Türchen 8: Split off requests to micro services


Magento and additional Microservices: What a dream team!

We started as probably many of you also did: with Magento and some additional extensions to add missing features and bring value to the customer. Over time it became more and more and luckily the business flourishing. By this we encountered areas in which Magento is well known: performance and easy scalability. Much was done but in the end the easiest solution disguise was chosen: Full Page Caching.
Suddenly everything seemed fine again. At least until someone had the brilliant idea of showing “more accurate/real time data” to customers. We started with a simple thing: real delivery time/availability information on product detail pages. Everything was implemented, tested and approved but after deployment nothing changed. Everybody forgot our full page cache.

AJAX hole punching

As we do not use a fpc solution that supports ESI blocks we tried the standard way of making AJAX requests for the stuff we wanted updating and it worked. Yay!! Soon after adding the availability information to the detail pages we added those to product listings, and hell broke loose. With 30 products per page we suddenly created 30 Ajax requests, all to a Magento controller. After a bit of research we found that we tried to access the user session concurrently and there is a slight problem with PHP-session locking for this which caused 15-30% of our AJAX requests to result in “503 Service not available”.

Use no user session

Somehow we were not able to implement this in the preDispatch() method as it should normally work:

public function preDispatch()
  $this->setFlag('', self::FLAG_NO_START_SESSION, 1); // Should skip session startup
  $this->setFlag('', self::FLAG_NO_PRE_DISPATCH, 1);
  $this->setFlag('', self::FLAG_NO_POST_DISPATCH, 1);
  return $this;

As we could not figure out how to bypass this we needed to come up with another idea and we agreed upon writing our own product-availability-service.
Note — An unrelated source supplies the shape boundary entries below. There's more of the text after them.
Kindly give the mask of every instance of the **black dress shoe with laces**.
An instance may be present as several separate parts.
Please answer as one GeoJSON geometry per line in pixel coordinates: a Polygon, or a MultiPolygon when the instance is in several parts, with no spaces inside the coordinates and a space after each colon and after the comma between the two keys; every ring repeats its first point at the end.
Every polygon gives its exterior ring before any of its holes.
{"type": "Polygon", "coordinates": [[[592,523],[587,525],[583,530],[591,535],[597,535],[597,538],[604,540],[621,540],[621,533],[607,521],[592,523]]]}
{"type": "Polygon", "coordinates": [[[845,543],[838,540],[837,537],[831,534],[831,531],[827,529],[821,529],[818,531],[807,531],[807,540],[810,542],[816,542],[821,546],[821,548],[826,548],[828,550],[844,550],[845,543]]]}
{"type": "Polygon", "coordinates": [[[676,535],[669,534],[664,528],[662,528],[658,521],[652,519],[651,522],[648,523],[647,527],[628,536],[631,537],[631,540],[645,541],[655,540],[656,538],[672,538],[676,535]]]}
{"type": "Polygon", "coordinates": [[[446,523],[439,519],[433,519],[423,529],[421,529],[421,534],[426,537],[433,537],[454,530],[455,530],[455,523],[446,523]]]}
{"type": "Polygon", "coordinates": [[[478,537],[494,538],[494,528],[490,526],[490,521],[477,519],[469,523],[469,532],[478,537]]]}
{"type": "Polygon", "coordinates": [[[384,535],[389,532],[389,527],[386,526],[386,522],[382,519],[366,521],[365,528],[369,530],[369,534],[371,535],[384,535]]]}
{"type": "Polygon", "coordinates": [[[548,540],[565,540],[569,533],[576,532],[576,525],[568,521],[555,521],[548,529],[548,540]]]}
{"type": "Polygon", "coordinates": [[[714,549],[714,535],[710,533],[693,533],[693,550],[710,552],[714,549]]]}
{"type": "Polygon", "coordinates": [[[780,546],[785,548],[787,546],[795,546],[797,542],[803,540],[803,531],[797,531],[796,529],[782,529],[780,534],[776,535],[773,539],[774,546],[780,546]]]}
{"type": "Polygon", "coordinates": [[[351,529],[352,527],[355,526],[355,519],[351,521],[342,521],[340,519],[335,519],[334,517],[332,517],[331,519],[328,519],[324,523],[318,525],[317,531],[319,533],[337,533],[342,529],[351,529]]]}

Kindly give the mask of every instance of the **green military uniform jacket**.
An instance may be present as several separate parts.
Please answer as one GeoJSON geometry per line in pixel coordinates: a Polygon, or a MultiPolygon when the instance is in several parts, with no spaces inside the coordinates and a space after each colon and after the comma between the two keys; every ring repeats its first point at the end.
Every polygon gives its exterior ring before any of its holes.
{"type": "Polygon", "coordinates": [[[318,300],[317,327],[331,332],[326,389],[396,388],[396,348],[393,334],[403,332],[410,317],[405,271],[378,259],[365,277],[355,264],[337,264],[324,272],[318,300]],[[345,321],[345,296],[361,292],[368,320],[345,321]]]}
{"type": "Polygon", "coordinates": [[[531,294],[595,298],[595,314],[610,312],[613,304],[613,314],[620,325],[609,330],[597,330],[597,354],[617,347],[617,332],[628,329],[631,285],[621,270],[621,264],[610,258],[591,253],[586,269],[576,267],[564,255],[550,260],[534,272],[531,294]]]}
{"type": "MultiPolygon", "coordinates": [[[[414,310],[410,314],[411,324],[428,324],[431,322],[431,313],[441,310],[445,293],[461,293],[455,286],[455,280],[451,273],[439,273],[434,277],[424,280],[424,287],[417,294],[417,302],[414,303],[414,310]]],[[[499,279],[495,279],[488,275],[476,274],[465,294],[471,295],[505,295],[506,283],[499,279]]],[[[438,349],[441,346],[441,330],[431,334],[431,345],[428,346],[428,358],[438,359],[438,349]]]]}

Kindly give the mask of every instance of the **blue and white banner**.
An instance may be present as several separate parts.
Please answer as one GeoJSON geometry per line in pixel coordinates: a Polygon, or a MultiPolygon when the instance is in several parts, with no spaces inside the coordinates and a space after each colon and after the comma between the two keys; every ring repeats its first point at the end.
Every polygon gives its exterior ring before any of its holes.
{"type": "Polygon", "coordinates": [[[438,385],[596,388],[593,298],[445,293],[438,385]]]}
Availability as a services

We agreed on building this one in node.js. Partially because we wanted hands on experiences in an area that was new to most of us and partially because we thought it would be a good fit for the needed features. For fast implementation and also to prevent us from reinventing everything we use express.js

Express route to a simple CRUD API

Using express.js for this is dead simple. After installing express-generator and mysql for npm for database connection you can simply generate the “project” by

$ express-generate advent

This will result in a base project structure that can be used for our small example. Additionally we need to install the mysql stuff for npm:

$ npm install mysql --save

and set it up afterwards in models/db.js

var mysql = require('mysql');
//local mysql db connection depending on your sql-setup
var connection = mysql.createConnection({
  host : 'localhost',
  port: '3307',
  user : 'adv',
  password : 'testen123',
  database : 'advent'
connection.connect(function(err) {
  if (err) throw err;

Now we can prepare the real controller for request handling. I put it in routes/stockstatus.js

var express = require('express');
var router = express.Router();
var db = require('../models/db.js');

/* GET stock for product. */
router.get('/:itemid', function(req, res, next) {
  var itemid = req.params.itemid;
  var results = db.query('SELECT qty from stock where id = ?', [itemid], function (error, results, fields) {
      res.send(JSON.stringify({"status": 500, "error": error, "response": null})); 
    } else {
      res.send(JSON.stringify({"status": 200, "error": null, "response": results}));
module.exports = router;

Last thing we need is to tell our app how to access this endpoint. This will go to app.js where we need to add

var stockstatusRouter = require('./routes/stockstatus');
app.use('/stockstatus/', stockstatusRouter);

For this example I used a very simplistic table with just a tiny bit of sample data:

CREATE TABLE stock (`id` INT(11) NOT NULL, `qty` INT(11) NOT NULL DEFAULT 0);
INSERT INTO stock (qty) VALUES (4),(5),(0),(10);

This is all you need to run the application with

$ npm start

Normally you can access it now under http://localhost:3000/stockstatus/2 to get a JSON response.

As you can see it is really super simple to split off some functionalities or add new by adding a very small node.js app. Personally i would advice against enlarging those APIs without boundaries, instead I would suggest having specialized services for every need you have as in: “Do one thing, but do it right”. Those are easier to adapt, replace and scale if need be.